# Mendip Shavings



## b34thomasevans (2 January 2010)

Hi, could I please have all your reviews on Mendip Wood Shavings including how much you pay, what type you use (e.g. large flake, soft wood) and how many you use a week.

Thanks in advance,

Tom


----------



## PennyJ (2 January 2010)

Just gone up from £6,79 to £7.25.  That's large flake Mendips 1st grade.  1 to 2 bales a week.  They are my favourite shavings, much preferred to Bedmax which I think break down to dust much quicker.


----------



## bigboyrocky (2 January 2010)

I think New forest shavings are of same quality, last as long but are much cheaper! woud choose them over mendip anyday just because of the cost dif! I get mine frome mole valley for £5.80


----------



## Vizslak (2 January 2010)

[ QUOTE ]
Just gone up from £6,79 to £7.25.  That's large flake Mendips 1st grade.  1 to 2 bales a week.  They are my favourite shavings, much preferred to Bedmax which I think break down to dust much quicker. 

[/ QUOTE ]













God I'm glad I live round the corner from mendip shavings!!! £7.25!!  
	
	
		
		
	


	




Their newflake shavings are exceptionally good shavings.


----------



## Liath (3 January 2010)

[ QUOTE ]
God I'm glad I live round the corner from mendip shavings!!! £7.25!!  
	
	
		
		
	


	




Their newflake shavings are exceptionally good shavings. 

[/ QUOTE ]

Ditto that! I get mine direct from Mendip for £5 a bale! They aren't the 'top quality' ones in the branded packs, but they are still dust extracted, and I've never found anything nasty in them, so I'm not complaining.

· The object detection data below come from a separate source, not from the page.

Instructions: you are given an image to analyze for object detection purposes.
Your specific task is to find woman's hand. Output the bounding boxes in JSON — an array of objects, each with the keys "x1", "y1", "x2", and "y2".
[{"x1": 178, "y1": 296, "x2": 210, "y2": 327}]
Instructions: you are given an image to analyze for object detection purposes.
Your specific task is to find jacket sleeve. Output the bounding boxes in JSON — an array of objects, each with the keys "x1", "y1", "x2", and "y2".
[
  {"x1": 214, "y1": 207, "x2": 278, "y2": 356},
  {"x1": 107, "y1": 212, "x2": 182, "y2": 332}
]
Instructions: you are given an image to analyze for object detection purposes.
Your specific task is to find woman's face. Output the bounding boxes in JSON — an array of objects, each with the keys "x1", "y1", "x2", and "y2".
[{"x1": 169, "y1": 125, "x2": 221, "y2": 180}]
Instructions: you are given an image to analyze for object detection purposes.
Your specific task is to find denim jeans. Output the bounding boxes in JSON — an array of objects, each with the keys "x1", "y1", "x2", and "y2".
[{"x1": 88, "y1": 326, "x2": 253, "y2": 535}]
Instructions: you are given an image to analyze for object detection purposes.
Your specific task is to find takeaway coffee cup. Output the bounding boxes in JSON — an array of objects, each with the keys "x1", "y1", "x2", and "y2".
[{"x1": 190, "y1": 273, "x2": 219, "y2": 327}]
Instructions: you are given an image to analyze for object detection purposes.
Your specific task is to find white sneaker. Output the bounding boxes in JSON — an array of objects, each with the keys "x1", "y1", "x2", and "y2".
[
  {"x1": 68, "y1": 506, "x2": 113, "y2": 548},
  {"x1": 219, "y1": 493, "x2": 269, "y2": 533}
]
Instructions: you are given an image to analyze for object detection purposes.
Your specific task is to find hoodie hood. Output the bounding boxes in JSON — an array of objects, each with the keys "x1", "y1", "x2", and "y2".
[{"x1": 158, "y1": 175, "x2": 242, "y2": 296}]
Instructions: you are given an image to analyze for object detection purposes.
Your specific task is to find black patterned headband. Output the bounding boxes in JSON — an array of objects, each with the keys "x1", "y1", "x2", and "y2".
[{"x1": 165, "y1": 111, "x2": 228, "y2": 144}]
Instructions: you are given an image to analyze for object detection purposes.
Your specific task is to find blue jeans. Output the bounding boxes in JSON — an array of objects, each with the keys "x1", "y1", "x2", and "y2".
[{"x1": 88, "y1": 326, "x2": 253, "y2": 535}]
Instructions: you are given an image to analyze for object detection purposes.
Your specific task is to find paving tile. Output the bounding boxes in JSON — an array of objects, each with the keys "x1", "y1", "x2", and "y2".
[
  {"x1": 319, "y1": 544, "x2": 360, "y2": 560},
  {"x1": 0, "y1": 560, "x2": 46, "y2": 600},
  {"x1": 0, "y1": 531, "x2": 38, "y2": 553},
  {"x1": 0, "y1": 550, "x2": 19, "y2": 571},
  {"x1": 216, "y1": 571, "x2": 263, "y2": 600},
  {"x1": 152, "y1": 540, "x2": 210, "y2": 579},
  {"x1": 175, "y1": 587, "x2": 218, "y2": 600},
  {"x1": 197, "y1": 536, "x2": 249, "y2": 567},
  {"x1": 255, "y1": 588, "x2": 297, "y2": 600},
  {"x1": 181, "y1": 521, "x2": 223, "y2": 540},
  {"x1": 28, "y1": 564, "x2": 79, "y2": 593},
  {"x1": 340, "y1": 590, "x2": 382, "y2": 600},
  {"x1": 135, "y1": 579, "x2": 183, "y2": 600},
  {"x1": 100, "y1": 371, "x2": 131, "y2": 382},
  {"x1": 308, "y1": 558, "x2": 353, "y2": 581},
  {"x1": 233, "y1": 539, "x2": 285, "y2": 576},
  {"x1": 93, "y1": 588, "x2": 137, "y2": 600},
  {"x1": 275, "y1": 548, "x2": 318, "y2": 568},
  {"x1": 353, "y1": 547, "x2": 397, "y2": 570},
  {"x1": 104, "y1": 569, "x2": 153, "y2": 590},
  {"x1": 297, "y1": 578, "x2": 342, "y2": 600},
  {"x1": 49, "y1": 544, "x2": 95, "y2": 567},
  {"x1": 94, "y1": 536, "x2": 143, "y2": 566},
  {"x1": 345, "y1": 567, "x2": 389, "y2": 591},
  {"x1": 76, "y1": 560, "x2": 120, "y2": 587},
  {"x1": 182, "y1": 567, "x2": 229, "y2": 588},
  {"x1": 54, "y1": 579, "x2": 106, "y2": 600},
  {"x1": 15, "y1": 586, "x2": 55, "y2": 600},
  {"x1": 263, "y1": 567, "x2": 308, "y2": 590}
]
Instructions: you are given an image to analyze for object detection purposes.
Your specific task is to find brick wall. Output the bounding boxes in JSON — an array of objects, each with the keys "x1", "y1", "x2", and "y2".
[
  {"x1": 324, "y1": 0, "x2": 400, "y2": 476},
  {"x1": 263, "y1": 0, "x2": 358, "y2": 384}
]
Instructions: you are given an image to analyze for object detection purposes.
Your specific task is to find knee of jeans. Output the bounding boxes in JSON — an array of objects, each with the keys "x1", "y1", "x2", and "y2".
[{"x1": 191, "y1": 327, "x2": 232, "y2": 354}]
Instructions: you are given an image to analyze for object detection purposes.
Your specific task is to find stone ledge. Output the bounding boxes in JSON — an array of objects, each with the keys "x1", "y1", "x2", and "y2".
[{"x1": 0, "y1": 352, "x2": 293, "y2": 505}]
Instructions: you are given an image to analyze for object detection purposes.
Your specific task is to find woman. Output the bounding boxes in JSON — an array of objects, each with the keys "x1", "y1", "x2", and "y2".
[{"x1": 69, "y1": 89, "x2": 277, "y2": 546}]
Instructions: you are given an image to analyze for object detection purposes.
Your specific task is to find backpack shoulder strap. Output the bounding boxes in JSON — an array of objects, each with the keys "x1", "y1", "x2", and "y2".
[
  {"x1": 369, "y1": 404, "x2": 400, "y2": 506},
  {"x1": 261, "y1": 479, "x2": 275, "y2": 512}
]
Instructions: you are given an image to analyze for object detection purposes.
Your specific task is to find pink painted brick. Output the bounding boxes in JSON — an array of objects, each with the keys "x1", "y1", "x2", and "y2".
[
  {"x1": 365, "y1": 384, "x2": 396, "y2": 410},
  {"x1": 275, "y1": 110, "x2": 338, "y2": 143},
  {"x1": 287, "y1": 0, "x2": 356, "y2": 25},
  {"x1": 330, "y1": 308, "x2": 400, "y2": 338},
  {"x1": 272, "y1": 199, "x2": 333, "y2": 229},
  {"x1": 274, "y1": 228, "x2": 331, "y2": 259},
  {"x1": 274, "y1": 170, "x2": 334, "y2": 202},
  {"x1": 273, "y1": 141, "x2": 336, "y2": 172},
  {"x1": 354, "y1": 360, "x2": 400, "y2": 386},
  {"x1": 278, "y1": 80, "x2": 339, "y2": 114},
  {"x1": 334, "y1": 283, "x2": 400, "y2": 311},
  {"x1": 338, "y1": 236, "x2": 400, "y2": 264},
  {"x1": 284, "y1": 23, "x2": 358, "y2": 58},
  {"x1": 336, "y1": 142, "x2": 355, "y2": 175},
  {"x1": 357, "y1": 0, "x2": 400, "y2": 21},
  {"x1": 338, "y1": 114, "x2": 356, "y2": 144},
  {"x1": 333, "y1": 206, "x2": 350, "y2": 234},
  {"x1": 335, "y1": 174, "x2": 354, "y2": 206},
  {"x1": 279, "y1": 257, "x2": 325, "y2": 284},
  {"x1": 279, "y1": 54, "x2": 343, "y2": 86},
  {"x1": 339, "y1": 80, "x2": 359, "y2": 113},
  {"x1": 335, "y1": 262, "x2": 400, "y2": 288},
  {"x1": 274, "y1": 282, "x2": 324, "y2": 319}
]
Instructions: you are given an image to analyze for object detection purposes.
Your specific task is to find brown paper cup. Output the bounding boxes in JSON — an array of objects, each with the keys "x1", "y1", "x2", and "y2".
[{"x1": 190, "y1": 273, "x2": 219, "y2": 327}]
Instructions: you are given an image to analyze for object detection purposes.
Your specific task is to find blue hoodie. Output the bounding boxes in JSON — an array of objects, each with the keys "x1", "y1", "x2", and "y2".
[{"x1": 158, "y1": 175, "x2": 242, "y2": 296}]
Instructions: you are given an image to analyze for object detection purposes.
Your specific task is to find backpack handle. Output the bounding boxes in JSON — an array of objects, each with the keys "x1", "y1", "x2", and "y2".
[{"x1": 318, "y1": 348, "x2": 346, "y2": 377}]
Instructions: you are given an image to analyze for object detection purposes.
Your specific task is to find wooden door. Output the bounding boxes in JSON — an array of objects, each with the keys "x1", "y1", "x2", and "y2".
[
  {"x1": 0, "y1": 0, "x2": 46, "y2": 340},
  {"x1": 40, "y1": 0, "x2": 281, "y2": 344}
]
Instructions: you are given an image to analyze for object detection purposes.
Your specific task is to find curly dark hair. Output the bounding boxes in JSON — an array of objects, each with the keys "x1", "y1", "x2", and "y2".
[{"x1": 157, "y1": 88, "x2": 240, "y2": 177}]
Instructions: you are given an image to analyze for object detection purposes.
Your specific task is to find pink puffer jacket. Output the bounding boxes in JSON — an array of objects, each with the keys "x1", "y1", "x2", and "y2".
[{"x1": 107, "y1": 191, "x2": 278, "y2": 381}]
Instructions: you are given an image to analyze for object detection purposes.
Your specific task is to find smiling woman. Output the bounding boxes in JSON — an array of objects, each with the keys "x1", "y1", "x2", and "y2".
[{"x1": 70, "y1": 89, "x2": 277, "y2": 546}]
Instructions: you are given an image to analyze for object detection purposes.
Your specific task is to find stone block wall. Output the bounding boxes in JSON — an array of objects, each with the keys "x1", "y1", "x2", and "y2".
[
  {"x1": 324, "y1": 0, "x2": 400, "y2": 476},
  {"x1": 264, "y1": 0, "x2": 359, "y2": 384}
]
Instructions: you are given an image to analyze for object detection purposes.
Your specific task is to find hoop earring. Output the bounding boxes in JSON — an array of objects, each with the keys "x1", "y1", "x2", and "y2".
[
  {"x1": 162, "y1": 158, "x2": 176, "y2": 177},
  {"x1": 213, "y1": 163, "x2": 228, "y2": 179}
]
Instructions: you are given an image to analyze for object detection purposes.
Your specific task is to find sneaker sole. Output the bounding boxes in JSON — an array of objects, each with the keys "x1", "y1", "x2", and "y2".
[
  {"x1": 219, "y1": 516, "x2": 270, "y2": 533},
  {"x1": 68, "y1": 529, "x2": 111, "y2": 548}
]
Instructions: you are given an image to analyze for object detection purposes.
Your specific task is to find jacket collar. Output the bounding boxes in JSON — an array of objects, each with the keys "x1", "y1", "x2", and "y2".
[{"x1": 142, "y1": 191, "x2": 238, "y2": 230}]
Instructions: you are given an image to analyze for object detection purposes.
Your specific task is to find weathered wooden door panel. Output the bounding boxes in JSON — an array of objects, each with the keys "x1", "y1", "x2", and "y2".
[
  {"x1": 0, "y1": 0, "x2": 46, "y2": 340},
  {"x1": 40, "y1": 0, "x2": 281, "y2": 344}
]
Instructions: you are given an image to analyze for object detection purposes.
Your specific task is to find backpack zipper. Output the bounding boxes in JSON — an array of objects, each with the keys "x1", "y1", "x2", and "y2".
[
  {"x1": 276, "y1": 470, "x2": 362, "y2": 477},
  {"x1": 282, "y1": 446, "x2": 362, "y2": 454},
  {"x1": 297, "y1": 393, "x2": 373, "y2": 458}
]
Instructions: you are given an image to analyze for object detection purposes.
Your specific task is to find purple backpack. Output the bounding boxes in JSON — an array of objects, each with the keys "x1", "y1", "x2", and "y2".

I can't believe anywhere is charging over £7 for shavings 
	
	
		
		
	


	





I use the small flake shavings, no matter which grade I buy, because I find them eaiser to muck out, I deep litter too, and find they make a nicer base and are easier to dig out in the long run.

My mare is in for around 18hours a day at the moment, and I'm still only using a bale every six days.


----------



## Dovorian (3 January 2010)

I've found it hard to find shavings much under £7 in East Kent - recently saw them for £8.65 in a local tack shop/feed store!   Hence gone down the rubber matting route for my 2 now!


----------



## Ems147 (3 January 2010)

Depending where we buy them - we have 3 options - they range from £7.00 to £8.99 per bale.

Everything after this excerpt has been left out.